When Nigeria's Islamist terror was confined to its northern states, politically correct Western opinion was able to get away with spinning the violence as six of one and half a dozen of the other.

An outrage in Jos, for example, would be put down to 'religious tensions' between the Muslim and Christian communities. It was almost as if elements in the Western media were desperate for stories of Christians behaving badly.

But the politically correct spin is now becoming increasingly untenable following Islamist terror group Boko Haram's Christmas Day attack on St Theresa's Roman Catholic Church in central Nigeria, close to the federal capital, Abuja. It is now becoming clear that the group is moving its terror south.

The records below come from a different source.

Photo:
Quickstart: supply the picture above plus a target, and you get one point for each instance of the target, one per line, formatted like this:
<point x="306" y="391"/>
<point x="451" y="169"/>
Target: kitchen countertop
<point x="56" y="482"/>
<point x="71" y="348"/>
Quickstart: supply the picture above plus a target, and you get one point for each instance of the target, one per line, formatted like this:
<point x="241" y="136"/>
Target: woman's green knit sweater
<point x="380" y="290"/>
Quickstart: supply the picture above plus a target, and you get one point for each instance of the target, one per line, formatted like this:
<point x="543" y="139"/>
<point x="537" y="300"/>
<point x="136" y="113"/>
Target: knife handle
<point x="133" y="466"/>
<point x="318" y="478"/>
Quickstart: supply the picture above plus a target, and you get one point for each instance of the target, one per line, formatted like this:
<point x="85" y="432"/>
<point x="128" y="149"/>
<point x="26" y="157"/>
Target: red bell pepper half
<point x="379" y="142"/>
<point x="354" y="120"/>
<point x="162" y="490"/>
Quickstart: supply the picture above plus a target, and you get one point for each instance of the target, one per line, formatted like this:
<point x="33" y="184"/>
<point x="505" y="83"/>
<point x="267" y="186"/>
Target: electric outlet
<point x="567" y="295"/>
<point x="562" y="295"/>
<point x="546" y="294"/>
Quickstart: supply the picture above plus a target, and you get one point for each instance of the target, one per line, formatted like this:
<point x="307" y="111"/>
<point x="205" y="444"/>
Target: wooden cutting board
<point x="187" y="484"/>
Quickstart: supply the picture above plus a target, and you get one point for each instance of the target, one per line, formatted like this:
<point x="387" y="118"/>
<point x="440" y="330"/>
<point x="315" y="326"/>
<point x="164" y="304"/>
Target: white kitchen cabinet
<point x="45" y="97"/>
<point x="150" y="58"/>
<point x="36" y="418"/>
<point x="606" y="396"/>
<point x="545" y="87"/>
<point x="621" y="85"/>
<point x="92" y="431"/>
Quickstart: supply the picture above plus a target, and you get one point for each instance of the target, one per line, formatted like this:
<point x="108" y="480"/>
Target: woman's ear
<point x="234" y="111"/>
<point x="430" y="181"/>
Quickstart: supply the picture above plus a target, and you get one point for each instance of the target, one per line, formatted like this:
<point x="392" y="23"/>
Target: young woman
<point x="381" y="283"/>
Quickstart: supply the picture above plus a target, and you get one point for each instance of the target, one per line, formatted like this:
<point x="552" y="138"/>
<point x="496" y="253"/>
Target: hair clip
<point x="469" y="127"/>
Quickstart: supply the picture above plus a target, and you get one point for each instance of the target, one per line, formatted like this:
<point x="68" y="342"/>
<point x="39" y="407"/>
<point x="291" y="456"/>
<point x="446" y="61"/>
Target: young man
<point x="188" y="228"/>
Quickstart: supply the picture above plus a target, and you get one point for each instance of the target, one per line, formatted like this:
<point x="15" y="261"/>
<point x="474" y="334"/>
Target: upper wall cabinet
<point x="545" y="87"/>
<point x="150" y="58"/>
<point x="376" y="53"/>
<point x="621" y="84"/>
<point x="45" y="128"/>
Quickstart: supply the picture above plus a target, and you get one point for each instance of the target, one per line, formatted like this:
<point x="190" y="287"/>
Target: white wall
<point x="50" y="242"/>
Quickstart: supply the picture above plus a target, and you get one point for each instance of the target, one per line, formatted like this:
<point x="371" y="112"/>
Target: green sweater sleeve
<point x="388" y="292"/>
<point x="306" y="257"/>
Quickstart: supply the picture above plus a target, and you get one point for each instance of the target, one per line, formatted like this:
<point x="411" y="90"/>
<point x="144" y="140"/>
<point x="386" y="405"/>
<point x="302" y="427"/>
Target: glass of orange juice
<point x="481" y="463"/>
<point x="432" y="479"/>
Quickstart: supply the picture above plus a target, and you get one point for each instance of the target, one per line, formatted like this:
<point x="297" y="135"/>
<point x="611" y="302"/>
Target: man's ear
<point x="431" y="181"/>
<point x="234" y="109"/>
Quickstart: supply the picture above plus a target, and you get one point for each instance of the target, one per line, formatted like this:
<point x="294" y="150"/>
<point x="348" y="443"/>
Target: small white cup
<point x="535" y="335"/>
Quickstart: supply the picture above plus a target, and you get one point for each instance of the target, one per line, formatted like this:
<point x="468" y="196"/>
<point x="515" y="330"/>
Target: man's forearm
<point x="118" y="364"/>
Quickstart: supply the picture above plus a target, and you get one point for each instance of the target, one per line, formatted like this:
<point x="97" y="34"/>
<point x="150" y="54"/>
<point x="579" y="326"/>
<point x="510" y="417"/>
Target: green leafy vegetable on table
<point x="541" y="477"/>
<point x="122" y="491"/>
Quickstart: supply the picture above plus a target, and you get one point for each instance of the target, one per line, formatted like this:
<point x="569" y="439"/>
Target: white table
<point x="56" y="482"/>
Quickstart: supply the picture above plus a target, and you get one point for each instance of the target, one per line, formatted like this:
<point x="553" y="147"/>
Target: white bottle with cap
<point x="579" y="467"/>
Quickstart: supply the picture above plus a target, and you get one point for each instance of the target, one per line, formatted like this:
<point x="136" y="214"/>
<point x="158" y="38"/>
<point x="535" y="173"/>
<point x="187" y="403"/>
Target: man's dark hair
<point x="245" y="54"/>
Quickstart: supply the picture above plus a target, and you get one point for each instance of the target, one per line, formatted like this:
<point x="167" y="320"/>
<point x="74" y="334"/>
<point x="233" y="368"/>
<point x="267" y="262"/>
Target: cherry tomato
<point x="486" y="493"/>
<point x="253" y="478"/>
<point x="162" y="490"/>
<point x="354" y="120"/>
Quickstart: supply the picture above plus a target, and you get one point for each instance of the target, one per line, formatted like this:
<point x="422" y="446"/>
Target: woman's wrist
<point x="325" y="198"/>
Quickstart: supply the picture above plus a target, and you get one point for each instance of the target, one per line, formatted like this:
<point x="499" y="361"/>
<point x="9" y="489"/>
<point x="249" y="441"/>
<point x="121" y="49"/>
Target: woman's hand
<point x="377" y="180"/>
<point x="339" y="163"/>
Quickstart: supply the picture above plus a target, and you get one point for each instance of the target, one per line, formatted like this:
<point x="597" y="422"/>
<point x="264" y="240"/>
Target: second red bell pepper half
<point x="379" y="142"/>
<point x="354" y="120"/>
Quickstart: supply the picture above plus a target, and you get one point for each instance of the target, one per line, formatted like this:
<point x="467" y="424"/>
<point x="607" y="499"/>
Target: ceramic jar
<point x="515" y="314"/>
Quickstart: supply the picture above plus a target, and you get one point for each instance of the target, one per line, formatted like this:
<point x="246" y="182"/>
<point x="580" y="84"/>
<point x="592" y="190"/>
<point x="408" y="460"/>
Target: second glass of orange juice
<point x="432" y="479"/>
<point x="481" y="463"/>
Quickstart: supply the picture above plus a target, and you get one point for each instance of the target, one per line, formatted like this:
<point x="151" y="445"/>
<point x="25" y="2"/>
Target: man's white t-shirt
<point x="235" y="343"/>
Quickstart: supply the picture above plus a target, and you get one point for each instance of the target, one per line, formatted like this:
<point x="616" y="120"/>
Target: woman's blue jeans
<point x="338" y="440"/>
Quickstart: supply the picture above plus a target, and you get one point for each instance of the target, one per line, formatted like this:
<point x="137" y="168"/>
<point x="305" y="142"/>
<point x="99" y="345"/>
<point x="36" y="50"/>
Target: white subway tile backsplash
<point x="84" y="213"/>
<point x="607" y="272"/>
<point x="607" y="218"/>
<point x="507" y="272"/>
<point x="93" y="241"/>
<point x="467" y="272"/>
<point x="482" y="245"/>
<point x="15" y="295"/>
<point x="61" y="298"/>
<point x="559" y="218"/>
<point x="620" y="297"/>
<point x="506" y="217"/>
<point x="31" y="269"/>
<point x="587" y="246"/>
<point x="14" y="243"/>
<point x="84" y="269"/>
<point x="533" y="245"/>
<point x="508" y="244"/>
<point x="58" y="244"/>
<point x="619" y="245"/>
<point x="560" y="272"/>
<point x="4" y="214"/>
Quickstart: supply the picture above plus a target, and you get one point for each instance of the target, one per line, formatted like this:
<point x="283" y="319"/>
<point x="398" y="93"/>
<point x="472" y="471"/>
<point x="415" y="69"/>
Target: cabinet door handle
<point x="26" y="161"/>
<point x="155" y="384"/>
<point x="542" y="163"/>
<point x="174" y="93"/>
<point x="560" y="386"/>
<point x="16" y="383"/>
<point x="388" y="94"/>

And the closer the group takes its terror to Lagos, the more open US and UK opinion becomes to the view Nigeria's Christian president Dr Goodluck Jonathan is keen to promote that Boko Haram represents a threat to Western interests.

Dr Jonathan faces massive internal political hurdles in his stated aim to 'crush Boko Haram'. He needs Western help, particularly from US and UK intelligence agencies. The State of Emergency he announced on New Year's Eve, including the closure of Nigeria's borders with Niger, Cameroon and Chad, is welcomed by the Christian community but Christians know that the long-term security of the nation they love depends on co-ordinated and united action by the various arms of government.

Meanwhile, Nigeria's churches remain in the frontline of the battle between the Judaeo-Christian values underpinning Western civilisation and the forces of medieval barbarism wanting to impose Sharia Law.

In a move to foil further attacks on their worshippers over the New Year celebration, churches changed the times of their watchnight services on New Year's Eve and both federal and individual state security services stepped up their presence. On New Year's Day and Eve I attended services at Luke's Cathedral Church in Jos, where I am visiting the Anglican diocese.

The services were wonderfully joyful but the tension over the security situation was palpable following Boko Haram's attack on the Mountain of Fire and Miracles Church in the city on Christmas Day. One could not help watching the door. Leading the New Year's Day service, Jos Archbishop Dr Ben Kwashi was characteristically positive.

“2012 - look unto Jesus Saviour. Do not look unto man, look up to Him,” he declared.

Thankfully, there were no attacks on the Body of Christ here or elsewhere in Nigeria that day. But the reality is that Christian churches in the New Year are what they were on Christmas Day - soft targets.

Boko Haram would appear to be biding its time, waiting for the government's reaction to its Christmas Day atrocities to subside. Then it can be relied upon to resume its agenda of destabilising Dr Jonathan's administration and undermining the worship and witness for Christ of the Church in Nigeria.

Western politically correct opinion cannot conceive of this as a battle between good and evil. But that is what it is.

What political correctness fails to grasp is that the true spiritual and moral interest of the West is for Christianity to be strong both in its own countries and in those nations where the battle between the gospel of the Prince of Peace and militant Islam is at its most intense.